MittMedia Print and the Cortina press
Jan Andersson, MittMedia Print
The company had to exchange the old press in Sundsvall. Due to decreasing circulations for the newspapers in the group, the investment had to rely on external sales as well. The coldset market in Sweden is limited and has low margins due to overcapacity, therefore the conclusion was to find new market niches by investing in a press that can handle heatset as well as coldset.
The competitive edge within the defined format range lies in high pagination, high output, small circulations and short lead times. Issues to work with for the moment are dust problems, blistering on coated paper, productivity and waste.
Ortviken's bright future
Kristina Enander, SCA Ortviken
Ortviken is the no. 6 biggest publication paper mill in the world, with four production lines: two for newsprint grades and two for LWC. There have been strong productivity increases during the last ten years by volume increases and reduced manning, and this almost without investments.
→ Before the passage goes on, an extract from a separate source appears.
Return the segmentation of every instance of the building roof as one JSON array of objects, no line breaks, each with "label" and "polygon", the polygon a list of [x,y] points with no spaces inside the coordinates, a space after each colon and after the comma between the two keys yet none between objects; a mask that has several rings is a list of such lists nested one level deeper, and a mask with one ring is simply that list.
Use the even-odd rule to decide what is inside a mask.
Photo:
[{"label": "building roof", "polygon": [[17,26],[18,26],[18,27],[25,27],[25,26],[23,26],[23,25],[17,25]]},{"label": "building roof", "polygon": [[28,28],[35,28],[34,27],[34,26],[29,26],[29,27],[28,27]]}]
Ortviken only uses virgin fibres, has a strong mill and high flexibility, and is considering how to use these strengths to position themselves for the future.
Ruling the commercial heatset market
Klaus Streit, manroland
Some main trends:
- The number of hybrid presses is growing
- Press speed, web width and pages/hour is increasing
- Automation is growing, e.g. plate change, inline control systems, auto job change.
16-page presses still have a 55 % market share worldwide, in Europe however only 30 %; the remaining 70 % are high volume machines. More than 1 000 presses were sold during the last seven years, probably the same amount disappeared but there is no statistics on that.
Manroland is developing the concept "autoprint", a self-controlling press where the printer becomes a process controller. Tests at the first customer showed for 24 jobs with autoprint an average makeready time of 5:42 minutes and an average waste of 998 cylinder revolutions.